Find a system of two linear equations in three unknowns whos

Find a system of two linear equations in three unknowns whose solution set is the line consisting of scalar multiples of the vector (1,2,1).

Solution

Solution :

We know that the two linear equations would be equations of the two planes that intersect at the vector. And the normals of the planes are perpendicular to the vector.
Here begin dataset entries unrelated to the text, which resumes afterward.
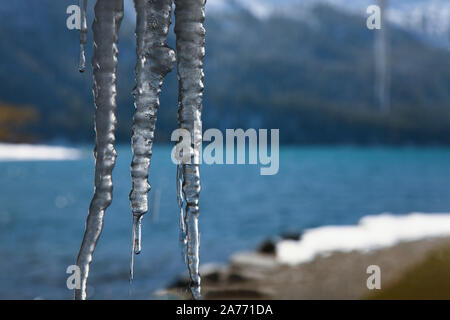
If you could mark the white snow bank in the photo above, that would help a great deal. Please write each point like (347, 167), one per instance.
(28, 152)
(370, 233)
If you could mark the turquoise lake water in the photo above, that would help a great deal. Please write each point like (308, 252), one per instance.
(44, 207)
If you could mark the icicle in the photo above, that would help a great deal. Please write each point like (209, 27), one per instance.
(83, 36)
(180, 199)
(108, 16)
(154, 60)
(382, 86)
(190, 36)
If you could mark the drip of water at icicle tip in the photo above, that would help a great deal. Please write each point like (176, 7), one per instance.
(83, 36)
(135, 242)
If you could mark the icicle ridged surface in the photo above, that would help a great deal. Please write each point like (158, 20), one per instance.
(83, 35)
(108, 16)
(190, 39)
(154, 60)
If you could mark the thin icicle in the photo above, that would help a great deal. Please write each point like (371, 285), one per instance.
(83, 36)
(190, 34)
(154, 60)
(108, 16)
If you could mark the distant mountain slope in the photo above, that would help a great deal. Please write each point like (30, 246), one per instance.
(313, 78)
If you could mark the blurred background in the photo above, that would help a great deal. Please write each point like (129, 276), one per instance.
(307, 67)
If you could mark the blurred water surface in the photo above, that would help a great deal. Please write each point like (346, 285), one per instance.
(43, 207)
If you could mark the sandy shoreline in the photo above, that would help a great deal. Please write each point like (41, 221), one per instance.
(339, 275)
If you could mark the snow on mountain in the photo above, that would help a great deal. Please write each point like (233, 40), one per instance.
(426, 17)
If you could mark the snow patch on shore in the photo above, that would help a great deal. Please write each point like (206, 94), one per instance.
(372, 232)
(29, 152)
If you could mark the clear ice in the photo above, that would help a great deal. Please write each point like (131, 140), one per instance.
(154, 60)
(190, 42)
(108, 16)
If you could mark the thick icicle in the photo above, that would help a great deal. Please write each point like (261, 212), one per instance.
(190, 34)
(83, 36)
(108, 16)
(154, 60)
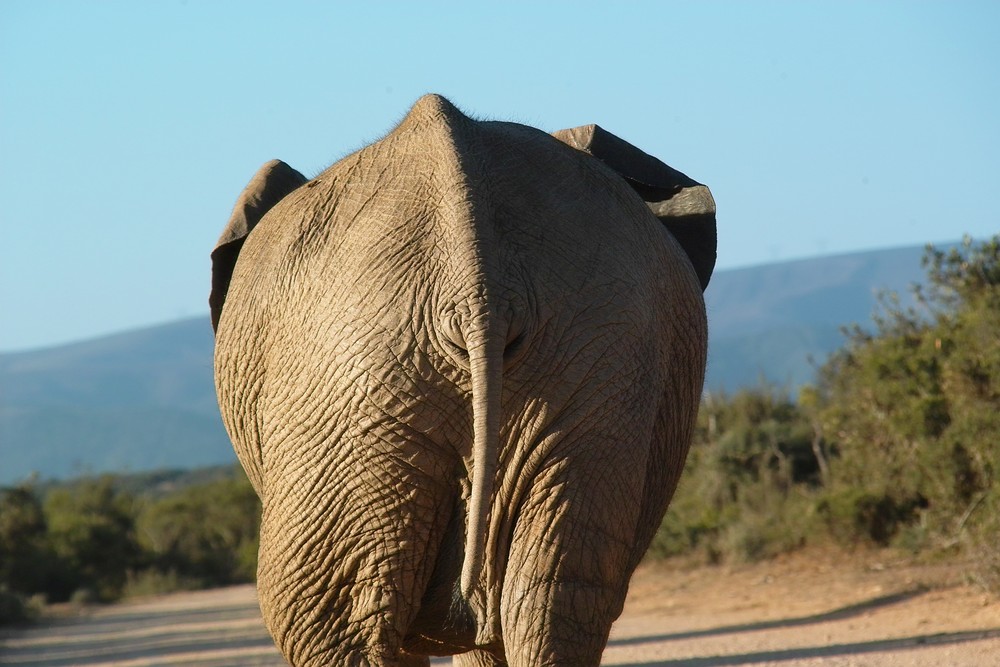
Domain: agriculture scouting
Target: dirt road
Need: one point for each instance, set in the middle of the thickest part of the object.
(798, 611)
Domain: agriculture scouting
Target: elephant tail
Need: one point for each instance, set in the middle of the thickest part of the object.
(485, 347)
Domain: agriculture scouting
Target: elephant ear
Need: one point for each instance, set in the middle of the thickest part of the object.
(270, 184)
(683, 205)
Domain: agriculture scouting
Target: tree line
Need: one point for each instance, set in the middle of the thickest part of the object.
(897, 443)
(96, 540)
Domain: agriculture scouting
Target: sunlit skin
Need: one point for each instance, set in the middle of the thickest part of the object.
(461, 368)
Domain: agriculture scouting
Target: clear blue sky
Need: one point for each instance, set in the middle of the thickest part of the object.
(128, 128)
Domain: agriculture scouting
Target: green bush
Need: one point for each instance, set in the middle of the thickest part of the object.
(897, 444)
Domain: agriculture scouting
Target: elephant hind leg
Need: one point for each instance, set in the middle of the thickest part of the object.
(570, 557)
(478, 659)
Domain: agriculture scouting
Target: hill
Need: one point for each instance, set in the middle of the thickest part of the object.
(779, 320)
(145, 400)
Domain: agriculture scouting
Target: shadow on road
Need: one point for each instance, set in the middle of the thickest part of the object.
(835, 615)
(805, 653)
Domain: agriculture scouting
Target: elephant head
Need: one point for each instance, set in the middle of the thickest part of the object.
(461, 367)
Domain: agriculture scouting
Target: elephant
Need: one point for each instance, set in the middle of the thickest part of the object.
(461, 368)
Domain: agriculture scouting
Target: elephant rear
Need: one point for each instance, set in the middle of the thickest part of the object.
(461, 367)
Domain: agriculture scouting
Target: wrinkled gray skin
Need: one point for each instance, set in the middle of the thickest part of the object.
(461, 368)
Well there is considerable freedom of choice here: you can choose the placement of the line as long as it has direction (1,2,1) and you can choose the orientations of the planes as long as they both contain (1,2,1).
Let\'s choose a line through the origin:

(x,y,z) = k(1,2,1)

The plane equation containing this line must contain the origin so bear this in mind for now.
The normal is necessarily any vector perpendicular to (1,2,1) so let\'s make one plane contain the x-axis and the other contain the y-axis so that the normals are given by the cross products:

n1 = (1,0,0)×(1,2,1) = (0,-1,2)
n2 = (0,1,0)×(1,2,1) = (1,0,-1)

The equations of the planes are given by the fact that a vector (x,y,z) pointing to a point in the plane is, in each case, perpendicular to the normals:

(x,y,z).(0,-1,2) = 0
(x,y,z).(1,0,-1) = 0

-y + 2z = 0
x - z = 0

These are the desired equations.
Now, if you want both equations to have all 3 variables you could simply add or subtract multiples of one to or from the other (below I first add then subtract the first equation to/from the second).

x - y + z = 0
x + y - 3z = 0

Check that solving the first two gives the line, put x = z = k then y = 2k then (x,y,z) = k(1,2,1) is the line.